Zbliżało się Święto Przaśników, zwane Paschą. Arcykapłani i znawcy Prawa w obawie przed ludem wciąż szukali odpowiedniego sposobu na rozprawienie się z Jezusem.
W tym czasie w jednego z grona Dwunastu, Judasza, zwanego Iskariotem, wstąpił szatan. Odszedł więc i uzgodnił z arcykapłanami oraz dowódcami straży świątynnej plan wydania Jezusa. Ucieszyło ich to; wspólnie też doszli do porozumienia, że dadzą mu za to pieniądze. On się zgodził i zaczął szukać dogodnej sposobności do wydania im Go z dala od tłumu.

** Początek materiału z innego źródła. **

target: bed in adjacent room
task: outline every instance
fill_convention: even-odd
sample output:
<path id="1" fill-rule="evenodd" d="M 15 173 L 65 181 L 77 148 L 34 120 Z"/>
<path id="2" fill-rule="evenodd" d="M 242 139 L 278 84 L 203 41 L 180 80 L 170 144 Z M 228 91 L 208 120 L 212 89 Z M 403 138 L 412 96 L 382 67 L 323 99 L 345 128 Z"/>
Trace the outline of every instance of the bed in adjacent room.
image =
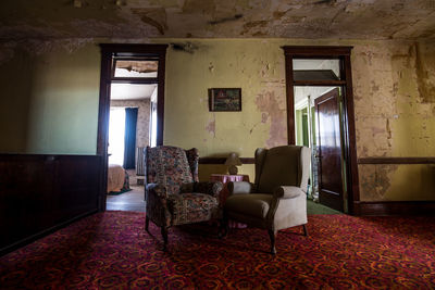
<path id="1" fill-rule="evenodd" d="M 123 166 L 109 164 L 108 167 L 108 194 L 121 194 L 129 191 L 128 174 Z"/>

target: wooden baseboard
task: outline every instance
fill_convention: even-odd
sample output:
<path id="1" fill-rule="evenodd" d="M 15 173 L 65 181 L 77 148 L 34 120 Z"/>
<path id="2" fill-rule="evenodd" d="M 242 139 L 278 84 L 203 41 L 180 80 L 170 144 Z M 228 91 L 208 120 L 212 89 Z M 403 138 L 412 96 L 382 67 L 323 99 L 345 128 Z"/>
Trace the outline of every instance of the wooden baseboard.
<path id="1" fill-rule="evenodd" d="M 356 201 L 357 216 L 435 215 L 435 201 Z"/>
<path id="2" fill-rule="evenodd" d="M 54 231 L 57 231 L 57 230 L 59 230 L 61 228 L 64 228 L 64 227 L 71 225 L 74 222 L 77 222 L 77 220 L 79 220 L 79 219 L 82 219 L 82 218 L 84 218 L 86 216 L 89 216 L 89 215 L 92 215 L 92 214 L 96 214 L 96 213 L 97 213 L 97 210 L 92 210 L 92 211 L 87 212 L 85 214 L 80 214 L 80 215 L 78 215 L 76 217 L 73 217 L 73 218 L 71 218 L 71 219 L 69 219 L 69 220 L 66 220 L 64 223 L 60 223 L 60 224 L 58 224 L 58 225 L 55 225 L 55 226 L 53 226 L 51 228 L 41 230 L 38 234 L 32 235 L 29 237 L 26 237 L 26 238 L 24 238 L 24 239 L 22 239 L 22 240 L 20 240 L 17 242 L 9 244 L 9 245 L 0 249 L 0 256 L 5 255 L 5 254 L 8 254 L 8 253 L 10 253 L 12 251 L 15 251 L 15 250 L 17 250 L 17 249 L 20 249 L 20 248 L 22 248 L 22 247 L 24 247 L 26 244 L 29 244 L 29 243 L 32 243 L 32 242 L 40 239 L 40 238 L 44 238 L 44 237 L 46 237 L 46 236 L 48 236 L 50 234 L 53 234 Z"/>
<path id="3" fill-rule="evenodd" d="M 200 157 L 199 164 L 225 164 L 227 157 Z M 254 164 L 256 160 L 250 157 L 240 157 L 243 164 Z"/>

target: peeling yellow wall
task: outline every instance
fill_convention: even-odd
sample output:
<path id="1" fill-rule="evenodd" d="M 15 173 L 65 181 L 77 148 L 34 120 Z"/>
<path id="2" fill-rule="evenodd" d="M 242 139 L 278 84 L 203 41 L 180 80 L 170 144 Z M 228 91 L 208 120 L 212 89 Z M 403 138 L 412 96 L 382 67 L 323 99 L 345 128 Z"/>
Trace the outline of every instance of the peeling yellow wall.
<path id="1" fill-rule="evenodd" d="M 434 42 L 144 40 L 186 41 L 198 49 L 194 53 L 169 49 L 166 56 L 166 144 L 197 147 L 201 156 L 237 152 L 241 157 L 253 157 L 256 148 L 287 143 L 281 47 L 341 45 L 355 47 L 358 156 L 434 155 Z M 4 55 L 9 54 L 0 52 L 0 60 Z M 60 47 L 39 54 L 15 53 L 0 62 L 1 86 L 14 96 L 11 101 L 5 101 L 5 96 L 1 100 L 0 133 L 8 135 L 0 141 L 1 151 L 94 154 L 99 65 L 100 54 L 92 42 L 72 51 Z M 208 89 L 219 87 L 241 88 L 241 112 L 209 112 Z M 20 106 L 20 119 L 13 121 L 15 106 Z M 222 165 L 202 165 L 200 178 L 207 180 L 211 173 L 225 171 Z M 359 171 L 361 200 L 435 200 L 434 168 L 428 165 L 360 165 Z M 239 172 L 249 174 L 253 181 L 253 165 L 243 165 Z"/>
<path id="2" fill-rule="evenodd" d="M 435 155 L 435 42 L 372 42 L 352 55 L 357 153 Z M 435 200 L 433 165 L 359 165 L 363 201 Z"/>

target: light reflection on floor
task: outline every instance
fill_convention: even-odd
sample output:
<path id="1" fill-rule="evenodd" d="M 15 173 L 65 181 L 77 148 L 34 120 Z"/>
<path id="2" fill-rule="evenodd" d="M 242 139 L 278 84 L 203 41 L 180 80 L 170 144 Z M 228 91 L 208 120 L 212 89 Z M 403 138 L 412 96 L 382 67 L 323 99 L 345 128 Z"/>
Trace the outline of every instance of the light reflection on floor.
<path id="1" fill-rule="evenodd" d="M 108 211 L 145 212 L 144 186 L 130 186 L 132 190 L 120 196 L 108 196 Z"/>

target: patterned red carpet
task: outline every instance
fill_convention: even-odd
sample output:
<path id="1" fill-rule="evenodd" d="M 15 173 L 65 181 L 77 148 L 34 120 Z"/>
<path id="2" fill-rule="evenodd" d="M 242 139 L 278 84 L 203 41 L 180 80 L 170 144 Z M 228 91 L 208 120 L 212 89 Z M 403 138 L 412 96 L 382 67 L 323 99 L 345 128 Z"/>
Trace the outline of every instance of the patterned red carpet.
<path id="1" fill-rule="evenodd" d="M 172 229 L 170 253 L 142 213 L 97 214 L 0 257 L 2 289 L 435 289 L 434 217 L 315 215 L 309 237 L 259 229 L 219 240 Z"/>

Tymczasem nadszedł Dzień Przaśników, dzień ofiarowania baranka paschalnego. Jezus wysłał więc Piotra oraz Jana z takim poleceniem: Idźcie i przygotujcie nam wieczerzę paschalną. Zapytali Go: Gdzie chcesz, abyśmy ją przygotowali? Gdy tylko wejdziecie do miasta — odpowiedział — wyjdzie wam naprzeciw człowiek niosący dzban wody. Idźcie za nim do domu, do którego wejdzie, i powiedzcie gospodarzowi: Nauczyciel pyta cię: Gdzie jest izba, w której mógłbym spożyć Paschę z moimi uczniami? Wówczas on wam wskaże duży i gotowy już pokój na piętrze — tam przygotujcie. Odeszli zatem, zastali wszystko tak, jak im powiedział i przygotowali Paschę.
Gdy nadeszła pora, Jezus zajął miejsce przy stole, a z Nim apostołowie. I zwrócił się do nich: Gorąco pragnąłem, by przed moją męką spożyć tę Paschę wraz z wami. Bo wiedzcie, że z pewnością już jej nie spożyję, póki nie nastąpi czas jej wypełnienia — w Królestwie Bożym. Następnie wziął kielich, podziękował Bogu i powiedział: Weźcie go i rozdzielcie między siebie, gdyż mówię wam, że odtąd nie będę pił z owocu winorośli, aż przyjdzie Królestwo Boże. Wziął też chleb, podziękował, złamał i dał im, mówiąc: To jest moje ciało za was wydawane. To czyńcie na moją pamiątkę. Podobnie wziął kielich, kiedy już spożyli, i powiedział: Ten kielich to Nowe Przymierze przypieczętowane moją krwią za was przelaną.
Lecz oto ręka tego, który Mnie wydaje, jest ze Mną przy stole. Co prawda Syn Człowieczy odchodzi, jak postanowiono, ale biada temu, który Go wydaje. Oni zaś zaczęli wypytywać się nawzajem, który z nich miałby to uczynić.
Doszło też do sporu między nimi o to, którego z nich można by uznać za największego. Jezus zaś powiedział im: To królowie narodów panują nad ludźmi i ich władcy uchodzą za dobroczyńców. U was ma być inaczej: Większy pośród was niech postępuje jak młodszy, a przełożony — jak sługa. Bo kto uchodzi za większego? Ten, który siedzi przy stole, czy ten, który służy? Z pewnością ten, który siedzi przy stole. Ja jednak jestem wśród was jak ten, który służy.
Wy zaś jesteście tymi, którzy zostali przy Mnie, gdy przechodziłem przez próby. Ja też na mocy przymierza przekazuję wam Królestwo, jak i Mnie Ojciec przekazał je w przymierzu, po to, byście jedli i pili przy moim stole w moim Królestwie i zasiedli na tronach, by rozsądzać sprawy dwunastu plemion Izraela.
Szymonie, Szymonie, oto szatan wymógł, aby was przesiać jak pszenicę. Ja natomiast błagałem za tobą, aby nie ustała twoja wiara. A ty, gdy się nawrócisz, umacniaj swoich braci. Panie — odpowiedział Piotr — jestem gotów iść z Tobą nawet do więzienia i na śmierć. Pan jednak odpowiedział: Piotrze, mówię ci, zanim zapieje dziś kogut, trzy razy zaprzeczysz, że Mnie znasz.